Frequent consumption of sugary drinks such as sodas, sports drinks and juice is linked to an increased risk of premature death from cardiovascular disease and, to a lesser extent, from cancer, according to new research.
Compared with women who had sugary beverages less than once per month, those who had more than two servings a day — defined as standard glass, bottle or can — had a 63% increased risk of premature death, according to a study published Monday in the journal Circulation. Men who did the same had a 29% increase in risk.
Those who consumed more than one sugary beverage per month but fewer than two per day seemed to experience a dose effect: the more they drank, the greater the risk. The association weakened but remained true when researchers adjusted for lifestyle factors including dietary factors and physical activity, demographics and family history of Type 2 diabetes.
“There have been previous studies that have shown strong and consistent links between the consumption of sweetened beverages and weight gain, Type 2 diabetes, as well as other cardiometabolic conditions such as heart disease and stroke,” said lead study author Vasanti Malik, a research scientist and adjunct lecturer in the Department of Nutrition in the Harvard T.H. Chan School of Public Health.

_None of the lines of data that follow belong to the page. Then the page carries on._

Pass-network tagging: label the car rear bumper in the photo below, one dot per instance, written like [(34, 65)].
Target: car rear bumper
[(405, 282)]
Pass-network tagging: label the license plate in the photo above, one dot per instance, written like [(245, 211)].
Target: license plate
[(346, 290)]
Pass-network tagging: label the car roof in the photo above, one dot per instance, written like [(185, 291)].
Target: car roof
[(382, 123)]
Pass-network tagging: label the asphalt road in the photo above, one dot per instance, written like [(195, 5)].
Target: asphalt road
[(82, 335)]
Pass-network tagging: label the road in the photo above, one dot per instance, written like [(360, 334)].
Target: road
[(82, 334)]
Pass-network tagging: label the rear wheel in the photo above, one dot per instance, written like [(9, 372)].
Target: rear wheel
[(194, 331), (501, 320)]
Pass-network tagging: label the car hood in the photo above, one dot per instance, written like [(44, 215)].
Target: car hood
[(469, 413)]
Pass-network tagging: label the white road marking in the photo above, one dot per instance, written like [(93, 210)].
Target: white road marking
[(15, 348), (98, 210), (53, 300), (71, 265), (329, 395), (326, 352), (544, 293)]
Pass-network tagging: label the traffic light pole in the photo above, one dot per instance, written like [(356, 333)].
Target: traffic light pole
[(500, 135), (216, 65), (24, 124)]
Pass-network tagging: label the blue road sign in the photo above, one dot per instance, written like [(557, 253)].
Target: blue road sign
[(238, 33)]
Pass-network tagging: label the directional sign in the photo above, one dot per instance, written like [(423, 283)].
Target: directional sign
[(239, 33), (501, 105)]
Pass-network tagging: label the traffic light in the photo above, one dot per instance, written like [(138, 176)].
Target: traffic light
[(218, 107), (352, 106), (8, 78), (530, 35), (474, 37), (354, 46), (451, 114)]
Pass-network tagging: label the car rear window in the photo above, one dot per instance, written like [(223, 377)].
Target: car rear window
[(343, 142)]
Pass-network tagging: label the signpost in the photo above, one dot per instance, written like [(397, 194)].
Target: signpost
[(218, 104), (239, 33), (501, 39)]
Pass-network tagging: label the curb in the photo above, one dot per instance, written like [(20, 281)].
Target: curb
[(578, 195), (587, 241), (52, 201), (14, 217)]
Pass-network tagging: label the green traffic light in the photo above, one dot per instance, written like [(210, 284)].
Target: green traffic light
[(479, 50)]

The next step, Malik explains, was to examine how sugary beverages relate to the risk of premature death.
The researchers used data from 37,716 American men in the Health Professionals follow-up study — which started in 1986 — and 80,647 American women in the Nurses’ Health Study — which started in 1976. The results are a snapshot of the halfway point of the studies in 1994.
The main cause of premature death in the new research was cardiovascular disease, followed by cancer, primarily of the colon and breast, according to the study.
Overall, the consumption of sugary beverages was found to increase the risk of premature death from cardiovascular disease by 31% and from cancer by 18% when the group who drank more than two per day was compared with those who had fewer than one per month.
The researchers also examined the effects of artificially sweetened beverages, considered by many to be a safer alternative to sugary drinks.
Substituting one sugary beverage per day with an artificially sweetened one was found to lower the risk of premature death, but drinking four or more artificially sweetened beverages increased the risk of premature death from cardiovascular disease in women. The same effect was not seen for men, and it was not seen for the risk of dying from cancer.
A similar study published last month based on the Women’s Health Initiative, a long-term national study, found an association between drinking two or more artificially sweetened beverages per day and an increase in the risk of strokes, heart attacks and premature deaths in women over 50.
Both studies indicate a link between artificially sweetened beverages and women’s risk of death, said Yasmin Mossavar-Rahmani, associate professor in the Department of Epidemiology and Population Health at Albert Einstein College of Medicine, who was the author of last month’s study.
Exactly what is different about women that increases the association between consuming artificially sweetened beverages and the risk of dying prematurely, requires more research, Mossavar-Rahmani said.